If you are like us and live a healthy lifestyle, or are trying to start or maintain a healthy lifestyle, you have most likely heard of whey. If you are trying really hard to build muscle and lose fat, then the chances are higher that you have actually used whey before. But do you know? Or which form of whey protein is for you? It’s okay, you are not alone. It is not uncommon for personal trainers to recommend their clients start adding whey protein to their diet, but that doesn’t mean their clients understand why it’s what they’re recommending for successful weight loss.

To help you understand which form of whey protein will be the most beneficial to you, your diet, and your weight loss goals, we are taking the two most popular forms of it and putting them head-to-head. To see which one comes out on top, keep reading. First, we are going to answer the most important question of them all.

man wth whey protien

What is Whey Protein Anyways?

Great question. In short, it is the fast-digesting fragment of dairy protein. The process of forming cheese or yogurt from milk leaves behind a liquid called whey.

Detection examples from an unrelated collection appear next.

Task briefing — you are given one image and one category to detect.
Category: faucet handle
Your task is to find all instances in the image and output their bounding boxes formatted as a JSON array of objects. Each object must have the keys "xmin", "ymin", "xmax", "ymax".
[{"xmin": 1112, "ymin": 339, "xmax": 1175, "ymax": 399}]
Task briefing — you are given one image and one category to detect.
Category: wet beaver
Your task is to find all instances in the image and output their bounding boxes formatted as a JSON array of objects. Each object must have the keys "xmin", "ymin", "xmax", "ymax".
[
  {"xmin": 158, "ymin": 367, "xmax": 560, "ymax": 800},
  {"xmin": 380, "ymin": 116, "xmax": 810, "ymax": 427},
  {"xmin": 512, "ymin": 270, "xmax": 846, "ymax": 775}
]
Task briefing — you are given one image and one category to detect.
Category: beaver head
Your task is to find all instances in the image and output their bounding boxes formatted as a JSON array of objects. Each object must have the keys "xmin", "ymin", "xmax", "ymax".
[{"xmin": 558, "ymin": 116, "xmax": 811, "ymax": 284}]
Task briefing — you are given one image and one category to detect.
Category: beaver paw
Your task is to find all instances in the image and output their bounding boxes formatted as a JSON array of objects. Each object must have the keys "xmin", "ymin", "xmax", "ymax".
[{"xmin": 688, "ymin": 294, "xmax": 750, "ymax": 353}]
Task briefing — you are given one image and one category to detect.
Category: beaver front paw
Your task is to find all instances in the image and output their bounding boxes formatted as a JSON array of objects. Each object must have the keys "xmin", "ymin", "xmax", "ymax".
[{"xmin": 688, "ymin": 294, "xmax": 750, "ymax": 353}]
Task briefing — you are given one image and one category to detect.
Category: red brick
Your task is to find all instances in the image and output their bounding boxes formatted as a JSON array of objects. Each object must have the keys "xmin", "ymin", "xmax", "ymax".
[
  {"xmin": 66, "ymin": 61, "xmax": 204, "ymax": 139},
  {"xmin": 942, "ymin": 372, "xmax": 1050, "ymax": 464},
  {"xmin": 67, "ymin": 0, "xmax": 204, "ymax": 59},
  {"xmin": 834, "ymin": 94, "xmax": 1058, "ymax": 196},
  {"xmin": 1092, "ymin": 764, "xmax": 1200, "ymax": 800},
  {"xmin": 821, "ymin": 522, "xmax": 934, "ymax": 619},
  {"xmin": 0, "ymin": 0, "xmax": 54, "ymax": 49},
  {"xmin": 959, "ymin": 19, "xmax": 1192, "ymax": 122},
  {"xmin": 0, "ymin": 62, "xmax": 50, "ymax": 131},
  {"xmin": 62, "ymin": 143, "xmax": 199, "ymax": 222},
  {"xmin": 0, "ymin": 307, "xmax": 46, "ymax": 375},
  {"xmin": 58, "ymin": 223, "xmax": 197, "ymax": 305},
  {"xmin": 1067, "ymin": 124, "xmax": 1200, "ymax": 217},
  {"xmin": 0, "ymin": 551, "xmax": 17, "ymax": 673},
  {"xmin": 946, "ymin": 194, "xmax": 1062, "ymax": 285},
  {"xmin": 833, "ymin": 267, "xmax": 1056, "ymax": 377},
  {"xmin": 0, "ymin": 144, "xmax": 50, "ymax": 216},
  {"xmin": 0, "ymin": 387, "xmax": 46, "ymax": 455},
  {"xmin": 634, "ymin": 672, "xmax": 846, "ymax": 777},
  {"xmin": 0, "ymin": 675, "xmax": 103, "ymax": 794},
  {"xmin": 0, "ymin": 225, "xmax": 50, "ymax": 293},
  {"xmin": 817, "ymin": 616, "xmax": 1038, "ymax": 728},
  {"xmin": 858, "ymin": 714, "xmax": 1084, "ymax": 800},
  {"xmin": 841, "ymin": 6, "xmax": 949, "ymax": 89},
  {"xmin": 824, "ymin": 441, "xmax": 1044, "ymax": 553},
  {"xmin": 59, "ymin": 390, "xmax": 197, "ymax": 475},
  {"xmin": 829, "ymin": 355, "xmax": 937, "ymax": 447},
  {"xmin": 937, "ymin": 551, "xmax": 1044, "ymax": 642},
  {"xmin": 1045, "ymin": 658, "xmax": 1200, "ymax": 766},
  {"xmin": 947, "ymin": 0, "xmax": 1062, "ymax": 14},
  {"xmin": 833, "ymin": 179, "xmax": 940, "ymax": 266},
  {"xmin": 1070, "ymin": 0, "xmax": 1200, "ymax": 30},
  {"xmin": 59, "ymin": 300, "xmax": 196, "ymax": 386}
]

There are two primary proteins in milk: whey protein and casein.

They are both considered high-quality proteins meaning they contain all nine of the essential amino acids, which our body cannot produce all on its own. To refresh your memory, the  essential amino acids include:

  1. Histidine
  2. Leucine
  3. Isoleucine
  4. Threonine
  5. Lysine
  6. Methionine
  7. Phenylalanine
  8. Valine
  9. Tryptophan

PRO TIP - If you are looking to build muscle, Branched-Chain Amino Acids (BCAAs) will aid in the process. This includes isoleucine, leucine, and valine because they are vital to muscle protein. 

Whey protein is one of the easiest accessible complete proteins available! Actually, whey is one of the most natural protein sources on earth. On top of that, it is available in multiple forms; the two most common being whey protein isolate (WPI) and whey protein concentrate (WPC). Both forms stem from raw milk and go through basically the same process; however, whey protein isolate goes through a more strenuous process leaving it with fewer calories, carbs, and fats than whey concentrate. But does that mean it’s better? Let’s find out!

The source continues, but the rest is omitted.